The GMAT is scored on a scale of 200 to 800 in 10 point increments. (Thus 410 and 760 are...

Understanding the Question

We need to determine whether any students of the same gender born in the same month have the same GMAT score.

Given Information

• GMAT scores range from \(200\) to \(800\) in \(10\)-point increments (valid scores: \(200, 210, 220, \ldots, 790, 800\))
• This gives us exactly \(61\) possible GMAT scores
• The first-year class has \(478\) students

What We Need to Determine

This is a yes/no question. We need to establish whether we can definitively answer:

• YES: At least two students of the same gender born in the same month have the same GMAT score
• NO: No such students exist

Key Insight

Since there are \(2\) genders and \(12\) months, we have \(24\) different gender-month combinations. This is a classic setup for the Pigeonhole Principle: if we can show that any gender-month group has more students than available GMAT scores, then some students in that group must share the same score.

Analyzing Statement 1

Statement 1 tells us that GMAT scores in the class range from \(600\) to \(780\).

What Statement 1 Tells Us

This dramatically reduces our available GMAT scores:

• Valid scores in this range: \(600, 610, 620, \ldots, 770, 780\)
• Number of possible scores = \((780 - 600) \div 10 + 1 = 19\) scores only

Applying the Pigeonhole Principle

With \(478\) students distributed across \(24\) gender-month combinations:

• Average students per gender-month group = \(478 \div 24 \approx 19.92\) students

Here's the crucial realization: we have an average of about 20 students per group, but only 19 possible GMAT scores.

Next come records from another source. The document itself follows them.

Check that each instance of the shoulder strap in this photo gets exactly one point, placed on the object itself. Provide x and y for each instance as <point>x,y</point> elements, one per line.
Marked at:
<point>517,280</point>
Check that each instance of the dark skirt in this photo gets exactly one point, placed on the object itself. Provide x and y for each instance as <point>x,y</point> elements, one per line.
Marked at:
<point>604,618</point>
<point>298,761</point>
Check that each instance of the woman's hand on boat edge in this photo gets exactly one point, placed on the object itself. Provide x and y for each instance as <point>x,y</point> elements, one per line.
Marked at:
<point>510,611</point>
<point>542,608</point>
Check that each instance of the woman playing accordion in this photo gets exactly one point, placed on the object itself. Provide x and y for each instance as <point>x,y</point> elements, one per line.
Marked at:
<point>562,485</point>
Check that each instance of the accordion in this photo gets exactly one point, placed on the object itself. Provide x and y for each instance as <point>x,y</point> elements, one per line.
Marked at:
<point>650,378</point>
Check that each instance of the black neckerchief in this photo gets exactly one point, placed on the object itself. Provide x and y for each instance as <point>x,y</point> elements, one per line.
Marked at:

By the Pigeonhole Principle, at least one gender-month group must have 20 or more students. Since there are only 19 possible scores available for that group, at least two students in that group must have the same GMAT score.

Conclusion for Statement 1

Statement 1 is sufficient to answer the question. The answer is definitively YES.

[STOP - Statement 1 is Sufficient!]

This eliminates choices B, C, and E. We only need to check if Statement 2 alone is also sufficient.

Analyzing Statement 2

Important: We now forget Statement 1 completely and analyze Statement 2 independently.

Statement 2 tells us that \(60%\) of the students are male.

What Statement 2 Provides

• Male students: \(60% \times 478 = 287\) males (rounding \(286.8\))
• Female students: \(478 - 287 = 191\) females

Testing the Distribution

Now we have all \(61\) possible GMAT scores available (\(200\) to \(800\)), and:

• \(287\) males across \(12\) months: average of \(287 \div 12 \approx 24\) males per month
• \(191\) females across \(12\) months: average of \(191 \div 12 \approx 16\) females per month

Even with an average of 24 males per month, we have 61 possible GMAT scores - more than enough to give each male born in any given month a different score. The same logic applies to females.

Without knowing the actual distribution or score range, we cannot definitively conclude that duplicates must exist.

Conclusion for Statement 2

Statement 2 is NOT sufficient to answer the question.

This eliminates choices B and D.

The Answer: A

Since only Statement 1 is sufficient to determine that some students of the same gender born in the same month must have the same GMAT score, the answer is A.

Answer Choice A: "Statement 1 alone is sufficient, but Statement 2 alone is not sufficient."